バタバタしていて、事前に物語の舞台やあらすじを何も調べないうちに、当日を迎えた。一緒に行った娘に「あらすじ調べた?」と聞いたら、「踊りが観たいから、別にお話は分からなくても大丈夫」と言う。潔いな。今更、慌てて予習しても中途半端だし、よし、あえて事前知識を入れずに観てみよう。
1幕は、事前知識がなさすぎて、設定が全く分からず、誰が主人公なのかもなかなか判断がつかないまま時間が流れた。やっぱり登場人物くらいは調べた方が楽しめたのかなぁ、と思うが、今更仕方がない。

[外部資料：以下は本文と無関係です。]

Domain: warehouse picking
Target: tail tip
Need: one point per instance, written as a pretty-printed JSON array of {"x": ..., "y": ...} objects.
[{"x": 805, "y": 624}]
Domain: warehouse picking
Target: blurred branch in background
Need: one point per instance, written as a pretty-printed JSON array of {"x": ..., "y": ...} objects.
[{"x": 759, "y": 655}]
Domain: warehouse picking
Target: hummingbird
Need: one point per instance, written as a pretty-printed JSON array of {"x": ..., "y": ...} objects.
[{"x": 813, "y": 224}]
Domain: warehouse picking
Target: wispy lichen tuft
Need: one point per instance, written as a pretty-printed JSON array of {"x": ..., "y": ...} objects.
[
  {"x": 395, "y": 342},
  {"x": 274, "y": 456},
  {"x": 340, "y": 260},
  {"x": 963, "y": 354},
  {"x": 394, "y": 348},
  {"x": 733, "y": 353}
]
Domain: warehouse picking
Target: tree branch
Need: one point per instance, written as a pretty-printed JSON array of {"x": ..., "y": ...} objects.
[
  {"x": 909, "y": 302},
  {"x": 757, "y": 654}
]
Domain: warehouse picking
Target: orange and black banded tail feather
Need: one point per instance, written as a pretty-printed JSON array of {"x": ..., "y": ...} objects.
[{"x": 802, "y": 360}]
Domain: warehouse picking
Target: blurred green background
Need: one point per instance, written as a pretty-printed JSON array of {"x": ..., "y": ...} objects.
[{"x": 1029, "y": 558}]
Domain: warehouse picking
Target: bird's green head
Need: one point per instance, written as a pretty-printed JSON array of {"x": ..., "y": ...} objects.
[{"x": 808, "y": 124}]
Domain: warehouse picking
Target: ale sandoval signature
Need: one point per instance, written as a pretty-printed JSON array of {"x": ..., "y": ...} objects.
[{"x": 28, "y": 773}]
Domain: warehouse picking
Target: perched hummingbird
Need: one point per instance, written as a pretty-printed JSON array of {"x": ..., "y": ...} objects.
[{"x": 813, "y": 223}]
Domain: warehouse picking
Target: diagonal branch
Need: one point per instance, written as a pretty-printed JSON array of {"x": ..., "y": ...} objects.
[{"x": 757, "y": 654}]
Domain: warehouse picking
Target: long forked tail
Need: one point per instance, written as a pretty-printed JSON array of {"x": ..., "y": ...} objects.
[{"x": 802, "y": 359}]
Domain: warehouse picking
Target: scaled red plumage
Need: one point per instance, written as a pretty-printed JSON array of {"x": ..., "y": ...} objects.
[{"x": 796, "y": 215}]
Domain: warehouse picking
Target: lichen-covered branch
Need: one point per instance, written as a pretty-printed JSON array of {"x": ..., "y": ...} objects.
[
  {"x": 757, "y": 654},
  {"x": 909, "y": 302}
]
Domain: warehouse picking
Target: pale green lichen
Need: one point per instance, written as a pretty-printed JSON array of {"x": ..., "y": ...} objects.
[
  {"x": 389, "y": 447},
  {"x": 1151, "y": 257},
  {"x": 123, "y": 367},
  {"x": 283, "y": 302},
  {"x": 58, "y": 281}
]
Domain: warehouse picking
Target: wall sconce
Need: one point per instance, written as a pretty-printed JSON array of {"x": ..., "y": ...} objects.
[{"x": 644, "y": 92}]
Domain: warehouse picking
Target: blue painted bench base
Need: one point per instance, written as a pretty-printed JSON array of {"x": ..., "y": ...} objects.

2幕が始まると、少しずつ物語が見えてきた。(後から分かったことだが、1幕は物語の構成が難しかった。)ストーリーが類推できるようになった、というだけではなく、踊る様や振り付けから、感情が伝わってきた。
気づいたら物語世界に引き込まれていた。
哀しくも美しい物語だったな、と感じた。
ところが。
結局、どういうお話だったのかと調べてみると、私が舞台上の人々の動きから想像した設定と人間関係の前提が、全く違っていたことが分かった。
哀しくも美しい、と感じたところは、むしろ哀しくて憐れで、あまり救いのない物語だったことも分かった。
けどなぁ。「幻想に苦しめられる」というところは、私は「本心の自分は、想いのままに自由に振舞い、現実のしがらみから解放されている」というふうに感じられたんだけれどなぁ。
バレエはセリフがある訳ではないので、事前にある程度のストーリーを知っておいた方が楽しめることは、よく分かっている。ただ、今回に関して言えば、私は、事前に知らなかったからこそ、自分なりの感じ方で受け止めることができた。事前情報の答え合わせをするような鑑賞にもならかったし、作り手は哀しい物語というつもりで作ったかもしれないが、私はそれなりに希望を持って観ることができた。
事前知識がある状態だったら、解放、という解釈を通したダンスは観られなかった。勘違いだったからこそ、私だけが観られた演目になった。
作品、というものは、生み出して世に出した時から、作り手の手を離れると、私は思っている。世に出した作品を、誰かが作り手と違う風に解釈したとしても、もう作り手にはコントロールできない。むしろ、鑑賞する人の心の動きが、自らの想定しないところに及ぶことを知るのは、作り手の醍醐味かもしれない。
だから、結局のところ、芸術作品を鑑賞して、それをどんな風に受け取っても、受け取る人の自由だ。
今日、私は、事前学習をしなかったおかげで、新しい物語を鑑賞できたのかもしれないなぁ、なんて思う。